In Chapter 3, the market sentiment index and Bloomberg’s exchange rate forecast are tested in terms of their ability to predict exchange rates. To compare the exchange rate predictability fundamental-based models in Chapter 2, we make them in identical conditions: the data is transformed to monthly, and a single linear equation model is used. Both the market sentiment index and the Bloomberg exchange rate forecast demonstrate high short-term exchange rate predicting power against the Euro. However, they have lower exchange rate forecasting power to other major currencies than the random walk model.
Chapter 4 examines the exchange rate forecast based on the contrast opinion investment strategy used by foreign exchange market dealers. The exchange rate is predicted based on four indicators (daily sentiment index of futures market participants, the distance between the spot exchange rate and the maximum exchange rate, the yield of the past exchange rate, and the volatility of the past exchange rate). Those indicators are made based on the imperfect market theory. Among the indicators, the distance between the exchange rate and the maximum exchange rate has the best predictive power. For forecasting horizons ranging from one week to five years, we find that it outperforms the random-walk model in both in-sample and out-of-sample projections.

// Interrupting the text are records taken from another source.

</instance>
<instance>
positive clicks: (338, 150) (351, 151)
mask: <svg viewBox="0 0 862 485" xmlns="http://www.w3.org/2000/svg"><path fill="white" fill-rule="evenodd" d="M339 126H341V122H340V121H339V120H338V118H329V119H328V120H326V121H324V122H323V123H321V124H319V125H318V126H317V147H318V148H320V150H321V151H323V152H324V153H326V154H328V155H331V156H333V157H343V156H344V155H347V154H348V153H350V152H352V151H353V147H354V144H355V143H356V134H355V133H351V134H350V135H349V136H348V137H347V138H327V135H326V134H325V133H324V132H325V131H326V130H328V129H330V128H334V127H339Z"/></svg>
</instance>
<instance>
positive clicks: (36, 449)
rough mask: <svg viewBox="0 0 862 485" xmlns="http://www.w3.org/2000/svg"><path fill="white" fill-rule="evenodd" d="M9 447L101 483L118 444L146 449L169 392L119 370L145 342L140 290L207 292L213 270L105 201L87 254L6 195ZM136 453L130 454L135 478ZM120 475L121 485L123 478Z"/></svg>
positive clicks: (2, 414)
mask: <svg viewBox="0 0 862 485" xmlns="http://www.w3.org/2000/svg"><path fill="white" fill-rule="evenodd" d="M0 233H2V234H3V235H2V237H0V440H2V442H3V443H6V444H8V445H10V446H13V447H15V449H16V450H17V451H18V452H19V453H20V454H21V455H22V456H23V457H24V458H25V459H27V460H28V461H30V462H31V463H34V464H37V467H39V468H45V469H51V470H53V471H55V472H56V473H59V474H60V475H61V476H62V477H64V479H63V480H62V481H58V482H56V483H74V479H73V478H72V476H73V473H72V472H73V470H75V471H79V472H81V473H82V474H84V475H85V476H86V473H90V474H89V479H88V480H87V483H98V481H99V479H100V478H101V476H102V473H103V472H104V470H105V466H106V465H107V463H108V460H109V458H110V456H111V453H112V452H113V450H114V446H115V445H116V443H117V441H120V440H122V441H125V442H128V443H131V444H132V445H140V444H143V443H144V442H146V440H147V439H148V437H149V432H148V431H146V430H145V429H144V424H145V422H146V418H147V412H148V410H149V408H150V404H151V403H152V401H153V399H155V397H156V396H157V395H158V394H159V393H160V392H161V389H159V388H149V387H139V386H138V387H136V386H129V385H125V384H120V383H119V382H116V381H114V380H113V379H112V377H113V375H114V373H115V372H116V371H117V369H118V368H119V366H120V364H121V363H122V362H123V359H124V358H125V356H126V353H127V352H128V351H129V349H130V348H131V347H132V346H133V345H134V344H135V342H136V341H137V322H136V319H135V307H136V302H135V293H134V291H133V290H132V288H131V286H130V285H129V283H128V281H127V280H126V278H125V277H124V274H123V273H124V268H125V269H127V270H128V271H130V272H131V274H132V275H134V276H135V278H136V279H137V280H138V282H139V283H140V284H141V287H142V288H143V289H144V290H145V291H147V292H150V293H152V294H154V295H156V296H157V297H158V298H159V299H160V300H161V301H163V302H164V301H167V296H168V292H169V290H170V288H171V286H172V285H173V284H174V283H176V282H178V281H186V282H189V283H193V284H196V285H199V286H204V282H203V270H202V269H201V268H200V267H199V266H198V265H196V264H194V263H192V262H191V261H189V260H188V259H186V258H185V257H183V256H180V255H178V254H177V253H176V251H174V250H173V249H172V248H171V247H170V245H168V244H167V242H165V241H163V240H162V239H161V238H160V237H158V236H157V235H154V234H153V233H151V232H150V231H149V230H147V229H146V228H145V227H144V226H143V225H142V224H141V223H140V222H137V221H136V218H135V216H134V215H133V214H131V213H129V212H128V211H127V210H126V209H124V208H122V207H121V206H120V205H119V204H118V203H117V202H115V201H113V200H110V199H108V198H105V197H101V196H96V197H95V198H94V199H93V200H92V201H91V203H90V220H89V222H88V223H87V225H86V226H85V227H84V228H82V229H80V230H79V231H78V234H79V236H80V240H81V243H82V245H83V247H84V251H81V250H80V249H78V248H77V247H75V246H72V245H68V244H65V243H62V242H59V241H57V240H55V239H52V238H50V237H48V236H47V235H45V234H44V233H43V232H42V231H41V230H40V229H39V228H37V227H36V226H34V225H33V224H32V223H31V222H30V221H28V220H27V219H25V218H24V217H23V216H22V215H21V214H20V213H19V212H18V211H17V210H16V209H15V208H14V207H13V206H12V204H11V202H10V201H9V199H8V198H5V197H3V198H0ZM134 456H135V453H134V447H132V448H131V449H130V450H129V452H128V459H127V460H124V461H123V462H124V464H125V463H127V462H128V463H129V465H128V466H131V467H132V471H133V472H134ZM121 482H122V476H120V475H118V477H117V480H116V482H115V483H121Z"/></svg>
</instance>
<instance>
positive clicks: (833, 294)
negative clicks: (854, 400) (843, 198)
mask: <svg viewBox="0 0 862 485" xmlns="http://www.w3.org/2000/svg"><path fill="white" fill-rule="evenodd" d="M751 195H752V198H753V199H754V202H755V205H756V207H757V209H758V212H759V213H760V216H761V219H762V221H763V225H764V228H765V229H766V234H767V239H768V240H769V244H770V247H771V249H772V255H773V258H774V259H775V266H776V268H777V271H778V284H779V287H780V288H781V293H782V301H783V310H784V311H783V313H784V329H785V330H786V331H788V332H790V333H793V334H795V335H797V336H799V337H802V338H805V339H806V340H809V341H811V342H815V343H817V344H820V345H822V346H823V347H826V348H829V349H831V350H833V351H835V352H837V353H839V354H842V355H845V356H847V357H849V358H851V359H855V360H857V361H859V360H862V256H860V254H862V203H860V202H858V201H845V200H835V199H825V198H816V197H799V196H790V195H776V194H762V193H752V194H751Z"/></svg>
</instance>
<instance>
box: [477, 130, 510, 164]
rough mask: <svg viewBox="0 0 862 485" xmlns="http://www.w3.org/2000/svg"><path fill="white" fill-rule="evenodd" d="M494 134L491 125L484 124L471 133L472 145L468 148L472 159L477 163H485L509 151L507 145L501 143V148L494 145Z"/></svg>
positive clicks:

As various machine learning algorithms have been developed and the quantity and quality of data accessible for analysis have improved, there have been an increasing number of studies that seek to market analysis based on machine learning algorithms in recent years. Chapter 5 uses fundamental variables and a market sentiment index to predict exchange rate fluctuations using machine learning algorithms. As a result of the analysis, we find that the exchange rate predictions based on the machine learning models are generally superior to the linear model. Among the machine learning models, the convolutional neural network has the best exchange rate forecastability.
Chapter 6 summarizes the research results and suggests implications. Although this study examines the predictive power of exchange rates of various models, it is difficult to explain and identify the cause. Thus, more studies are necessary for discussing the causality. In sum, we test various models for predicting exchange rates and find some empirical results that could beat the random-walk model.